Mário Centeno admite que um Brexit desordenado teria impactos “muito negativos” na economia europeia, e que Portugal não escaparia a esses efeitos, mas, ao mesmo tempo, tenta desdramatizar o pior dos cenários, garantindo que se preparou para essa eventualidade. “Essas questões estão acauteladas, não nos devemos preocupar”, disse aos jornalistas, em Bucareste, à entrada para uma reunião de ministros das Finanças do Euro.

“As nossas relações com o Reino Unido são muito importantes do ponto de vista comercial, económico, financeiro, no turismo. Muitos ingleses e britânicos têm relações muito próximas com Portugal”, sublinhou o também presidente do Eurogrupo, que assegura ainda que tudo o que havia a fazer para preparar uma saída caótica “foi feito”, referindo-se aos planos de contingência.

Esta quinta-feira, a diretora-geral do FMI avisou que “Portugal não está inteiramente protegido”, em caso de Brexit sem acordo. Em entrevista à RTP, Christine Lagarde justificava que “há muito comércio entre Portugal e o Reino Unido e (que) têm uma grande atividade de serviços, que é o turismo, amplamente aberto ao Reino Unido”.

Confrontado com os alertas, Mário Centeno, desvaloriza. “Eu não sei se algum país está completamente protegido para uma saída sem acordo, dada a sua dimensão em termos de implicações”. E questionado sobre se Portugal está menos protegido do que os outros responde: “não acredito, nós fizemos tudo internamente para estar preparados”.

A diretora-geral do FMI aponta ainda a República da Irlanda e a Holanda como os países mais afetados por um Brexit caótico, devido às fortes relações comerciais com os britânicos.

BREXIT CAÓTICO DEVE SER EVITADO A TODO O CUSTO
O ministro português das Finanças volta também a dizer que dever ser feito tudo para que o Reino Unido saia do projeto europeu de forma amigável. “Politicamente é preciso continuar a passar a mensagem de que uma saída sem acordo é muito negativa para todos e deve ser evitada a todo o custo”.

Mário Centeno está hoje em Bucareste para mais uma reunião do Eurogrupo. Em cima da mesa estarão os planos de contingência em caso de um Brexit sem acordo e também a reforma da zona euro.

Na próxima quarta-feira, os líderes europeus voltam a reunir-se em Bruxelas, numa cimeira extraordinária para discutir o Brexit. Até lá, Londres terá de decidir se pede ou não uma extensão mais longa do artigo 50 do Tratado de Lisboa, o que permitiria aos britânicos ficarem mais alguns meses na UE, sob condição de participarem nas eleições europeias que decorrem de 23 a 26 de maio.

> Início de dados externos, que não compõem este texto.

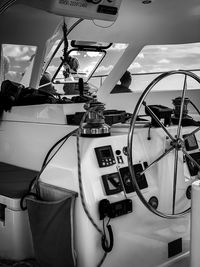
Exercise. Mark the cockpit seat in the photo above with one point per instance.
(15, 234)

Theresa May está atualmente em conversações com a oposição trabalhista de Jeremy Corbyn. A primeira-ministra britânica continua a acreditar na aprovação do acordo que já foi chumbado três vezes, e a insistir numa extensão curta, que poderia ir até 22 de maio.

Sem aprovação do acordo, e sem um novo adiamento da saída, o Brexit caótico e desordenado pode tornar-se inevitável à meia-noite de 12 de abril, onze da noite em Lisboa e Londres.